- Cieszę się z tego wyróżnienia, bo być kapitanem to wyjątkowa sprawa. To spełnienie dziecięcych marzeń. Nie był to żaden ciężar. Cieszę się, że był pierwszy mecz z opaską i trzy punkty – powiedział po meczu Piotr Zieliński.
- Brakowało wam Lewandowskiego?
- Wiadomo, że Roberta nam brakowało. To jeden z najlepszych napastników na świecie, najlepszy polski piłkarz. Ale są inni, którzy go zastępują bardzo dobrze. Na pewno mogliśmy strzelić więcej goli, ale ważne, że kreowaliśmy sytuacje. Z tego trzeba się cieszyć.
- Warunki były takie trudne?
- Najgorsze były na rozgrzewce, wręcz fatalne. Wiał mocny wiatr, padał deszcz. Było bardzo zimno. Ale jak już zaczął się mecz to ten deszcz przestał padać i było już lepiej.
- Z nowym selekcjonerem pojawił się nowy duch tej reprezentacji?
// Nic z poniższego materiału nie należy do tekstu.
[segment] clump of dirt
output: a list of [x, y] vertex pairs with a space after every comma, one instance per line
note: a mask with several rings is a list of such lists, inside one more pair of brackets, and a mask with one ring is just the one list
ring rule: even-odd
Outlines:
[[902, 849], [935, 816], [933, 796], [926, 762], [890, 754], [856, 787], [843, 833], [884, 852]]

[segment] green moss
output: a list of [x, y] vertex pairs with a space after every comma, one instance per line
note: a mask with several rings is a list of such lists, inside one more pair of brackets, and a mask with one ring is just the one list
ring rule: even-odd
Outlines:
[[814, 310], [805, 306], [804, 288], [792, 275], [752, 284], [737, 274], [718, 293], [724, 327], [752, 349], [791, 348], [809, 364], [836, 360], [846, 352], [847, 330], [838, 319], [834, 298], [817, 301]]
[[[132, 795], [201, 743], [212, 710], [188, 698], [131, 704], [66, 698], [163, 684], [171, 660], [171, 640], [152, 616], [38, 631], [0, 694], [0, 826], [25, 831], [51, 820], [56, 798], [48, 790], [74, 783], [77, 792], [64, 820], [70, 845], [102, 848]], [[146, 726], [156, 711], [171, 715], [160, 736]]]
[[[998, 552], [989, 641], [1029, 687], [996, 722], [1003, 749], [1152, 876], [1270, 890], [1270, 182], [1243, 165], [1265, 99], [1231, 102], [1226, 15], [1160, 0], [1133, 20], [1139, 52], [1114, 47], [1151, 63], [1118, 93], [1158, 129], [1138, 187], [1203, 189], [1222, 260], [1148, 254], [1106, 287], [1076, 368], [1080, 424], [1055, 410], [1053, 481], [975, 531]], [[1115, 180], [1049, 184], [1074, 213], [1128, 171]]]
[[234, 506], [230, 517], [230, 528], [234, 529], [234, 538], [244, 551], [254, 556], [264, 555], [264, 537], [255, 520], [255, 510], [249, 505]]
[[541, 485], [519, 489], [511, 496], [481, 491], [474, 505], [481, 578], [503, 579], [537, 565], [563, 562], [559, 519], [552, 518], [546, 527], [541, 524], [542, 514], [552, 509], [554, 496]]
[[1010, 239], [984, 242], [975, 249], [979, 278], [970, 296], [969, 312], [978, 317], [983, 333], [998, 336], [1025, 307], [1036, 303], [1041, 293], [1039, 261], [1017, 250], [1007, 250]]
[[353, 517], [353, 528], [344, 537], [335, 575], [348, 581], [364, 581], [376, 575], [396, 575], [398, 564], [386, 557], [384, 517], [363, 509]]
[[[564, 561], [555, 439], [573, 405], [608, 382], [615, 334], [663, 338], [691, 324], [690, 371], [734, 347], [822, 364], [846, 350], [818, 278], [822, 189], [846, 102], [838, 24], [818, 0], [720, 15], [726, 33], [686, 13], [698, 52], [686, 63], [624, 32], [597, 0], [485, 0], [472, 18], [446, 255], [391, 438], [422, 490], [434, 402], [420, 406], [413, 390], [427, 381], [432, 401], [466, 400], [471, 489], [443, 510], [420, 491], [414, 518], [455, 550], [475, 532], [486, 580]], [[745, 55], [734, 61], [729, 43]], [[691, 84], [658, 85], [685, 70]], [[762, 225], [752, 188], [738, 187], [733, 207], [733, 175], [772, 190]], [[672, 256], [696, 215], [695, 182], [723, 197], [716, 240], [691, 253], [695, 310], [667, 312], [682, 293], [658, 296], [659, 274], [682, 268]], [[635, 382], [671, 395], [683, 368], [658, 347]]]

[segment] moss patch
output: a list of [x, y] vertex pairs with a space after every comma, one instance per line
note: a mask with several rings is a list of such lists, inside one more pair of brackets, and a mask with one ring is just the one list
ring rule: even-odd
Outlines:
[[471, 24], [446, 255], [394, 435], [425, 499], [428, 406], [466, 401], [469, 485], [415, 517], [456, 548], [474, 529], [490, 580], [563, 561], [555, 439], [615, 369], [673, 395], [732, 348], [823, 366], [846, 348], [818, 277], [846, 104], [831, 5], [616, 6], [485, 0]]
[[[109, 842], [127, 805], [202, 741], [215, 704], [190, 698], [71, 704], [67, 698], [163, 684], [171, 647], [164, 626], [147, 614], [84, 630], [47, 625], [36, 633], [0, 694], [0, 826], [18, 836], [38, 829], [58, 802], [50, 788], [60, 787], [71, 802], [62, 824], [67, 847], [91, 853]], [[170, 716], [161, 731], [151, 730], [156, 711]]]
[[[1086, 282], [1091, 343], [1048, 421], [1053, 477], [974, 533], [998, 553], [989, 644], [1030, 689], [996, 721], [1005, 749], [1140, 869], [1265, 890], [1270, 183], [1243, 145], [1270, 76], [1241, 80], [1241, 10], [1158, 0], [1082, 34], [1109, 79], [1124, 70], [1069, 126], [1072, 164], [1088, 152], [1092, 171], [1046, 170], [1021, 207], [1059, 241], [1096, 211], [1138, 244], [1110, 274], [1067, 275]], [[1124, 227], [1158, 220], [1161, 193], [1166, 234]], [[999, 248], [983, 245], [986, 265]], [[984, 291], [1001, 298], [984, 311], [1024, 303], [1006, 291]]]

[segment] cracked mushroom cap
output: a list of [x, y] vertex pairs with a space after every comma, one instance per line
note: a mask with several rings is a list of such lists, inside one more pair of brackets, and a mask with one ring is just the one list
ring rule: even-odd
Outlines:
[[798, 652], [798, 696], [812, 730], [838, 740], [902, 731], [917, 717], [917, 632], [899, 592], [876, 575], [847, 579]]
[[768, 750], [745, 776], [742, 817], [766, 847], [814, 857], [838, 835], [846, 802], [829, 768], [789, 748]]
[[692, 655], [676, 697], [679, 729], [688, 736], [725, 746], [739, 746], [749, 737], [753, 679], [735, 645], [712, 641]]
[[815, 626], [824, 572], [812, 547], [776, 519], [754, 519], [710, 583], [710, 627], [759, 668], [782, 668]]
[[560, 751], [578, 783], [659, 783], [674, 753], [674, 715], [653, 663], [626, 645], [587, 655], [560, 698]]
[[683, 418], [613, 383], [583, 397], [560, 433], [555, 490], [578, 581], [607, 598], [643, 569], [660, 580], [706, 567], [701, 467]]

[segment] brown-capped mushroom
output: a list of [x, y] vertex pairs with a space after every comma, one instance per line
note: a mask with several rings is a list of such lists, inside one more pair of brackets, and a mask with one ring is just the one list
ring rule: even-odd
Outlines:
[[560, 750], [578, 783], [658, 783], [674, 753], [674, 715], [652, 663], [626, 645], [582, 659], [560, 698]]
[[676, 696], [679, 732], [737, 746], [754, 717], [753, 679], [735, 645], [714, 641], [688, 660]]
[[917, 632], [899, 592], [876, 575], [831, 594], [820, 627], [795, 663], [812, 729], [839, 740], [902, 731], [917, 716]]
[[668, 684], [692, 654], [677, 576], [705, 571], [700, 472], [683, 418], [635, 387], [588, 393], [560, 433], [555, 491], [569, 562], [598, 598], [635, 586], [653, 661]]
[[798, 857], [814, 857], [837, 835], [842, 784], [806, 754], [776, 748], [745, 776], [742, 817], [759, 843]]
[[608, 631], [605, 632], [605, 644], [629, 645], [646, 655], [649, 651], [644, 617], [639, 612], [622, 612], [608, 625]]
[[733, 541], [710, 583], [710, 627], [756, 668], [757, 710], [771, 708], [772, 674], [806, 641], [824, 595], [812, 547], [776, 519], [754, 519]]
- Jest to nowe rozdanie. Czuć to. Nowy trener swoje zasady próbuje nam przekazać. Najważniejsze, że z Wyspami Owczymi to wszystko zafunkcjonowało. Wygraliśmy, a teraz wszystko w naszych nogach i głowach, żeby mecz w niedzielę wygrać a potem dobrze przygotować się na finał z Czechami.
- Z czego wynikało to, że brakowało zgrania i widać było nerwowość?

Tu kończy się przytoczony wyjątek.